Attempts at reforming Communism from within - notably, the "Prague Spring" - which sought to replace Stalinism with a liberal form of Socialism were brutally crushed. This meant that the New Right were the only ones left to pick up the pieces when the Iron Curtain came crashing down.
The Rolling Stones encompass this attitude perfectly. They appalled the conservative establishment through their unabashedly dissolute antics but the same spirit of radical individualism made them part of the Thatcherite avant-garde. The Rolling Stones are still as obsessed by money and extravagance as they ever were and continue to have an extreme aversion to paying taxes but, perhaps predictably, they've forgotten about the other half of the liberal package - the band has regularly played gigs in China where they uncomplainingly accept having their lyrics censored.
I suppose it's always easier to stick up for one's wallet rather than one's right to free speech.
Keep in mind that "The Plastic People of the Universe" were an apolitical band who by virtue of being persecuted by the Czechoslovakian government for their non-conformity inspired the Charter 77 movement. The American and British bands most cited as musical inspirations for the Plastic People as well as Vaclav Havel-- The Velvet Underground, The Mothers of Invention, Captain Beefheart and the Magic Band, The Rolling Stones, and the Fugs, were, with the exception of The Fugs, never political bands (at least not political in an ideologically coherent manner)
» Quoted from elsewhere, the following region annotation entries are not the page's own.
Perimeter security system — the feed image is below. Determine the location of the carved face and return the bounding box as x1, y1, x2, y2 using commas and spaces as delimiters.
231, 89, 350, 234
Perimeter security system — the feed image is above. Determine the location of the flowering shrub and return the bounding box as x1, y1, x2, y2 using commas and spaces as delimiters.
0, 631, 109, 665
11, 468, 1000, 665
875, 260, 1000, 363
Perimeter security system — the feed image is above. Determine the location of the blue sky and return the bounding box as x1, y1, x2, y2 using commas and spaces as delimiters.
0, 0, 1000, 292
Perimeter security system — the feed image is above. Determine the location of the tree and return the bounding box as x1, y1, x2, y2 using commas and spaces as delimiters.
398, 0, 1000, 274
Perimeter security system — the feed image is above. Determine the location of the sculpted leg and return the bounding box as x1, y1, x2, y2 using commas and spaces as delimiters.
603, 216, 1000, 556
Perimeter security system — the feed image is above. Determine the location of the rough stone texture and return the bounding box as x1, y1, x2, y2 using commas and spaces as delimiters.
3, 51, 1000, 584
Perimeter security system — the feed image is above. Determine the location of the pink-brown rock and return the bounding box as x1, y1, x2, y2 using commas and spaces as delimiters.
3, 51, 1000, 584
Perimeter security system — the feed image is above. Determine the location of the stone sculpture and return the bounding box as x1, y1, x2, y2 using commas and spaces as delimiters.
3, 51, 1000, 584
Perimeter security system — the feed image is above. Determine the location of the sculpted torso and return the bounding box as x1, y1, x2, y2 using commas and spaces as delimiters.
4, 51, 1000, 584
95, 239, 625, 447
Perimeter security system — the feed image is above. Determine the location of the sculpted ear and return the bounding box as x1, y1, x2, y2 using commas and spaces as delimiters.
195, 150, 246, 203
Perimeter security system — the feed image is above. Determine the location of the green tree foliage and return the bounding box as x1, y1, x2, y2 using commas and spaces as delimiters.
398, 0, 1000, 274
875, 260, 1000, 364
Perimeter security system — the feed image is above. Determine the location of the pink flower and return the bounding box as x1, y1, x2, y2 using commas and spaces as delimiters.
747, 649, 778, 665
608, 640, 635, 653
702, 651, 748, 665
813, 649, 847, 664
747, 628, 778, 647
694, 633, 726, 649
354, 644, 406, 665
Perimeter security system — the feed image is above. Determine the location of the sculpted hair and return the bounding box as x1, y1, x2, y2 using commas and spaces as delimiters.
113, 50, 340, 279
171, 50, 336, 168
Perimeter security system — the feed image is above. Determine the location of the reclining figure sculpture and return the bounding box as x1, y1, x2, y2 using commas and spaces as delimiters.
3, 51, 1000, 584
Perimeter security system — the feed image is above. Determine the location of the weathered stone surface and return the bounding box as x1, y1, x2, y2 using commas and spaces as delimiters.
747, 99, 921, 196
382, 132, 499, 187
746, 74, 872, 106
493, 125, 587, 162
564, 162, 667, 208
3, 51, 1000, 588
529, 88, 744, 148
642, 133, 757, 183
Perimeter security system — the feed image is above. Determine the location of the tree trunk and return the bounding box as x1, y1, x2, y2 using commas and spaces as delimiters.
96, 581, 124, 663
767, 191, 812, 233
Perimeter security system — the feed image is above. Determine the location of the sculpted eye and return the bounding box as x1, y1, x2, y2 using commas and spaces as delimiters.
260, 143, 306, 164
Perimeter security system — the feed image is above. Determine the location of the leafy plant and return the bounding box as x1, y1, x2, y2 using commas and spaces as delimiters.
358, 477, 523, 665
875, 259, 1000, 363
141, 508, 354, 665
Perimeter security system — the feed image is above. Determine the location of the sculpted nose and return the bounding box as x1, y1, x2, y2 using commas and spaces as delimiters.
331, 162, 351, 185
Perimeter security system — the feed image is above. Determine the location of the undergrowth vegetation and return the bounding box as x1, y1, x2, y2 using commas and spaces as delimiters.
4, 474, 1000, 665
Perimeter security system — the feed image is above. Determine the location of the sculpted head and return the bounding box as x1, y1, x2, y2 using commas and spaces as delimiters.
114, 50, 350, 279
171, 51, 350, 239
To the extent most of these bands were counter-cultural, it was because they advocated non-conformity-- not liberalism. Non-conformity, though it leads to no coherent political philosophy, is a powerful opposing force to authoritatianism. The Stones deserve some credit-- the music made the dissisdents who toppled the communist regime, dance in an unauthorized manner-- even if the lyrics described another form of tyranny.